GetReligion

View Original

True love waits but don't get crazy

forty_year_old_virginThe August cover story for Christianity Today, a magazine I write a column for (here's the latest) has been making a bit of a splash. Mark Regnerus' "The Case for Early Marriage" discusses how the chastity advocates forgot to mention that waiting until you're old to get married might not be the most effective strategy for abstaining from sex until you're married. This is a topic near and dear to my heart. I was engaged to be married when I was very young but that didn't work out. I ended up not getting married -- and not even really wanting to get married -- until more than a decade later. Very few people in my family waited as long as I did to get married. My husband is a bit younger but we both wish we would have found each other and figured things out much earlier. I've actually wondered why no one in my life pressured me to marry younger. It might have helped. Don't get me wrong -- things have worked out great and I had a wonderful time in my twenties. But I've come to see the wisdom in getting married younger -- if you find the right person, of course.

Anyway, the piece made a bit of a splash and the Associated Press' ace religion reporter Eric Gorski used it as a hook to discuss the issue.

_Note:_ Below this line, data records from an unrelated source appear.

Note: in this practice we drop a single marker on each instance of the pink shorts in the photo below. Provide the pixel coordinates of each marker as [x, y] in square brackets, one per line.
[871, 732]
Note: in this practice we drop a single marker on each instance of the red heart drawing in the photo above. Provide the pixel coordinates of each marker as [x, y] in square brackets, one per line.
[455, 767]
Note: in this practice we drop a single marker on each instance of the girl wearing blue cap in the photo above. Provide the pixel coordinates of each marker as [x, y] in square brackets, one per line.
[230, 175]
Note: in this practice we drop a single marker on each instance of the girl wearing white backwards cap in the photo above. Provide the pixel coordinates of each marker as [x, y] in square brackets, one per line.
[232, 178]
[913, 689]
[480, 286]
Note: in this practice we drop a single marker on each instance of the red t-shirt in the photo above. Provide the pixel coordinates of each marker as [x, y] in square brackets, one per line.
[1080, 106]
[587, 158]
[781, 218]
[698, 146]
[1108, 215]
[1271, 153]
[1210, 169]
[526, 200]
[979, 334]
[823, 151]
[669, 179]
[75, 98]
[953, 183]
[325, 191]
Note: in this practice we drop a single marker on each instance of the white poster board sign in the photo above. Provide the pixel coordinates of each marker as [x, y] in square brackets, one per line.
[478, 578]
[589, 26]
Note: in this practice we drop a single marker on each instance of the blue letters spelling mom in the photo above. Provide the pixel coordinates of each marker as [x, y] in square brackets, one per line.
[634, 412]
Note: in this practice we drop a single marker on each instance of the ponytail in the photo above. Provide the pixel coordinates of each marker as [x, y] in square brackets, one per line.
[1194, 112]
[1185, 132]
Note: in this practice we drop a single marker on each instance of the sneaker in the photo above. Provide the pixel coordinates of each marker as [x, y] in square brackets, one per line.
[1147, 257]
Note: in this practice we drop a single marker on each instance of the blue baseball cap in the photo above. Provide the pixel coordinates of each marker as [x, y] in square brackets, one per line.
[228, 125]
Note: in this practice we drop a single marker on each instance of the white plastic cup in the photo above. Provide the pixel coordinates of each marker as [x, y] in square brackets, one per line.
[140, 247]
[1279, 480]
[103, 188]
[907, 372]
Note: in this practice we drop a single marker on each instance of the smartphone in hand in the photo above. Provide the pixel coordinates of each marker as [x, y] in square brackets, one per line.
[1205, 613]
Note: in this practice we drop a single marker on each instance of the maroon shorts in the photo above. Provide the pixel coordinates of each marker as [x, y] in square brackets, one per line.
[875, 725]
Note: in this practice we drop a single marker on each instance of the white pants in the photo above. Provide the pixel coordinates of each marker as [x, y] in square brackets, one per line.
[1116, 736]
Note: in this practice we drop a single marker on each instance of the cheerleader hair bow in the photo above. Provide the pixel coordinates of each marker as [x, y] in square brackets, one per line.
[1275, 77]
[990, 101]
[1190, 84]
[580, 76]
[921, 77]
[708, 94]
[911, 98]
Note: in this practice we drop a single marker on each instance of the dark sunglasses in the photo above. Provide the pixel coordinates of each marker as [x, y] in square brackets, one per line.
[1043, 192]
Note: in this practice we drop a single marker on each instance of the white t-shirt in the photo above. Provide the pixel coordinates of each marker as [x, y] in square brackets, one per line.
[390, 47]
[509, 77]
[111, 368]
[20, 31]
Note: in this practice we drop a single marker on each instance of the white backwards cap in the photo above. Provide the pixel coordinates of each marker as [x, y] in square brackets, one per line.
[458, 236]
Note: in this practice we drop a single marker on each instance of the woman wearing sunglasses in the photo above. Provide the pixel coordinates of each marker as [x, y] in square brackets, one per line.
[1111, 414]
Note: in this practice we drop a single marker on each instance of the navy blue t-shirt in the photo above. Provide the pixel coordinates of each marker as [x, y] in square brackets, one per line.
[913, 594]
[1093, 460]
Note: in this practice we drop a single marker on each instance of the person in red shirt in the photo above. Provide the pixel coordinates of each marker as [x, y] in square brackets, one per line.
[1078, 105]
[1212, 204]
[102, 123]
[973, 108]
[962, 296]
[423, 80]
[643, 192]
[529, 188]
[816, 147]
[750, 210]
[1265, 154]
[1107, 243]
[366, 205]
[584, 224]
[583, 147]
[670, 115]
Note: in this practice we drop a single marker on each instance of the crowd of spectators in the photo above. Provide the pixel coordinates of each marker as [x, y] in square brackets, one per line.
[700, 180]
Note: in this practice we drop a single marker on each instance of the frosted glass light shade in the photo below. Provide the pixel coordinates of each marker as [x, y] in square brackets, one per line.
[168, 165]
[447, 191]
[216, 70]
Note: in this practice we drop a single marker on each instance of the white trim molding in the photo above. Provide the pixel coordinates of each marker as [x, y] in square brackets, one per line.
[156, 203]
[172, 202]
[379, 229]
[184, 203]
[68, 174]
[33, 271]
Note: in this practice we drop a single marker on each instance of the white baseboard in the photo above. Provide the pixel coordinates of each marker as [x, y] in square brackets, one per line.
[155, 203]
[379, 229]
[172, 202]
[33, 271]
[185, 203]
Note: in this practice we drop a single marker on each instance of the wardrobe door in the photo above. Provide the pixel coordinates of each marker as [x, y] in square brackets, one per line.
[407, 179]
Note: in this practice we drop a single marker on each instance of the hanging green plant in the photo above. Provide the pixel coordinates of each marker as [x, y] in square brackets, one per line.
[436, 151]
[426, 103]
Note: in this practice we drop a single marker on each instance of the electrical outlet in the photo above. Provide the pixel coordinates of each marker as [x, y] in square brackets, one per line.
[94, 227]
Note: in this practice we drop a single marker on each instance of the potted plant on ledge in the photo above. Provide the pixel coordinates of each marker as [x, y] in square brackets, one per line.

When Margie and Stephen Zumbrun were battling the urge to have premarital sex, a pastor counseled them to control themselves. The couple signed a purity covenant.

Then, when the two got engaged and Margie went wedding dress shopping, a salesperson called her "the bride who looks like she's 12." Nonchurch friends said that, at 22, she was rushing things.

The agonizing message to a young Christian couple in love: Sex can wait, but so can marriage.

"It's unreasonable to say, 'Don't do anything ... and wait until you have degrees and you're in your 30s to get married,'" said Margie Zumbrun, who did wait for sex, and married Stephen fresh out of Purdue University. "I think that's just inviting people to have sex and feel like they're bad people for doing it."

I just hope another couple profiled in the story -- Megan and Jay Mkrtschjan -- are given some vowels on their wedding anniversary. I kid. Anyway, the article looks at the issue from many different angles. It never actually discusses why some Christians don't want to have sex until they're married. I'm sure there was a time when such a view needed no explanation but in our hypersexed culture, it might have been worth a few words. Another reader quibbled about this section:

The call for young marriage raises questions: How young is too young? What if marriage is viewed as a ticket to guilt-free sex? What about the fact that marrying young is the No. 1 predictor of divorce?

The man who wrote the Christianity Today article -- Mark Regnerus -- is the same guy who wrote an essay for the Washington Post in April headlined "Say Yes. What Are You Waiting For?". In that article he had something to say about that statistic:

Of course, there's at least one good statistical reason to urge people to wait on the wedding. Getting married at a young age remains the No. 1 predictor of divorce. So why on earth would I want to promote such a disastrous idea? For three good reasons:

First, what is considered "early marriage" by social scientists is commonly misunderstood by the public. The best evaluations of early marriage -- conducted by researchers at the University of Texas and Penn State University -- note that the age-divorce link is most prominent among teenagers (those who marry before age 20). Marriages that begin at age 20, 21 or 22 are not nearly so likely to end in divorce as many presume.

Reason No. 2 deals with gender differences and reason No. 3 is that correlation is not causation. Marriage at a young age can be an indicator of an underlying immaturity and impatience with marital challenges but it need not be, he says.

One reader said there might be another problem with the statistic about young marriages -- it doesn't break out those people who marry young as virgins. What's their contribution to the divorce rate?

Anyway, the story is really fun and interesting despite these questions. Gorski does his trademark Gorski -- speaking with a wide variety of Christians who espouse waiting until marriage for sex. One thing I love is how he includes people who are genuine evangelicals or genuine voices for their confession of faith -- but they're not necessarily the people you find in every other religion reporter's Rolodex. Aug2009Cover The story doesn't just nay-say the challenges of young marriage. It also discusses the issue of how marrying young can help couples grow together -- something I have definitely witnessed among my friends and family. Here's a bit of the gentle pro-marriage push from Regnerus:

"I'll probably get framed as I want people to marry because I don't want them to have premarital sex," said Regnerus, author of "Forbidden Fruit: Sex and Religion in the Lives of American Teenagers."

"I think marriage is just a fantastic institution for people who think rightly about it, have realistic ideas about it and put the requisite work into it."

Which reminds me -- I hope you got a chance to read Laura Munson's provocative essay in the New York Times a couple weeks ago. It was about how she chose not to believe her husband when he told her he'd fallen out of love with her and what happened after that.

Gorski also speaks with people who have different views about early marriage. But all sides are treated with respect -- those who think abstinence is realistic no matter the age of marriage, those who advocate younger marriage and those with neither view.

The Christianity Today cover package includes some essays responding to the Regnerus story as well as a great news piece by Sarah Pulliam on the theological implications of online dating.